Wolfgang Palisch, Schwimmmeister im Waldbad Probst Jesar, macht sich auch Sorgen um die fehlenden Rettungsschwimmer. "Wir können schon froh sein, dass wir die Junior-Retter zusammen mit einem Rettungsschwimmer einsetzen können. ,Die Kleinen dürfen zwar noch nicht retten, haben aber ein waches Auge auf das, was im Wasser passiert, und können umgehend Hilfe holen", ist er mit ihnen zufrieden.

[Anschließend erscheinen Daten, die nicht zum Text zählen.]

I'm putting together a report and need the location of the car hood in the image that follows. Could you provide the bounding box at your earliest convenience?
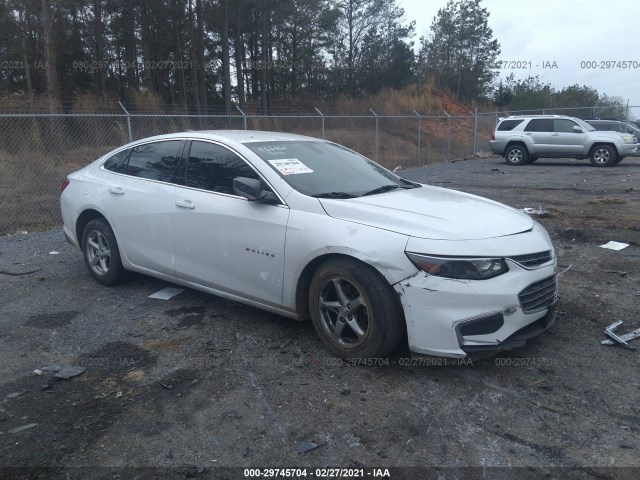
[320,185,534,240]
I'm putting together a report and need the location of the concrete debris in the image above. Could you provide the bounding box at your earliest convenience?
[297,440,320,453]
[9,423,38,435]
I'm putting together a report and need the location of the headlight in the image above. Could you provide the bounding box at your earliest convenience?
[405,252,509,280]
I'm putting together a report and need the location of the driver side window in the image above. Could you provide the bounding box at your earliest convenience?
[185,141,260,195]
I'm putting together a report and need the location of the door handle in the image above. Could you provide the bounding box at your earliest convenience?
[176,200,196,210]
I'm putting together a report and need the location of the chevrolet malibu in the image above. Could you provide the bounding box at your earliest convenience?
[60,131,557,358]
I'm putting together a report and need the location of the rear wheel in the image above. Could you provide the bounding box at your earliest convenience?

Seit zwei Jahren, so informierte Manfred Raschke , haben sie in Probst Jesar die Gruppe mit den Junior-Rettern aufgebaut. Das sind Kinder im Alter von zehn bis zwölf Jahren. Insgesamt gibt es im Kreis 30 solcher aktiven Junior-Retter. Erst ab zwölf Jahren dürfen sie die Rettungsschwimmerprüfung ablegen.

Aber die Junior-Retter sind mit vollem Einsatz bei der Sache, bestätigt der Ausbilder Manfred Raschke. "Wir haben bei den Schwimmprüfungen schon immer ein waches Auge auf die Kinder, die besonders gut und sicher im Wasser sind. Dann sprechen wir sie an und versuchen, sie für die Gruppe der Junior-Retter zu gewinnen. Natürlich stehen bei der zweimonatigen Ausbildung auch Prüfungen an, wie das Tauchen, Abschleppen und Schwimmen mit Kleidung. Auch ein Erste-Hilfe-Kurs muss abgelegt werden. Aber die Kinder sind mit Freude dabei, sie können so in das Aufgabengebiet eines Rettungsschwimmers hineinschnuppern."

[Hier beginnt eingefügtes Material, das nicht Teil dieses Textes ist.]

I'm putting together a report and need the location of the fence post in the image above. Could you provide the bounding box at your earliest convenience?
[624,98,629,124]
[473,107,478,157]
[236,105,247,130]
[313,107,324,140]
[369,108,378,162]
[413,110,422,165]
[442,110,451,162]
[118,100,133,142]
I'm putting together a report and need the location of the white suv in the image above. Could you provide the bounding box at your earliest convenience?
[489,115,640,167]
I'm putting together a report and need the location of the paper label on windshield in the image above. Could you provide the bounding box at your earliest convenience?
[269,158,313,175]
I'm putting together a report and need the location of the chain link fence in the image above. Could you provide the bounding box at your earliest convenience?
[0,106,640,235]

Damit sie bei der Stange bleiben, bekommen sie ihre Einsätze, sie sind erkennbar am T-Shirt mit dem Wort Junior-Retter. Sie unterstützen die Rettungsschwimmer, in dem sie wache Augen auf die Badenden haben. "Einem Badenden in Probst Jesar", so erinnert sich Manfred Raschke, " wurde im Bad schwindlig. Ein Junior-Retter beobachtete das, reichte dem Mann die Hand und half ihm über die Treppe aus dem Wasser.

Die Kinder sind unsere Hoffnung, dass wir bald wieder ausreichend Rettungsschwimmer in den Bädern einsetzen können", wünscht sich Manfred Raschke.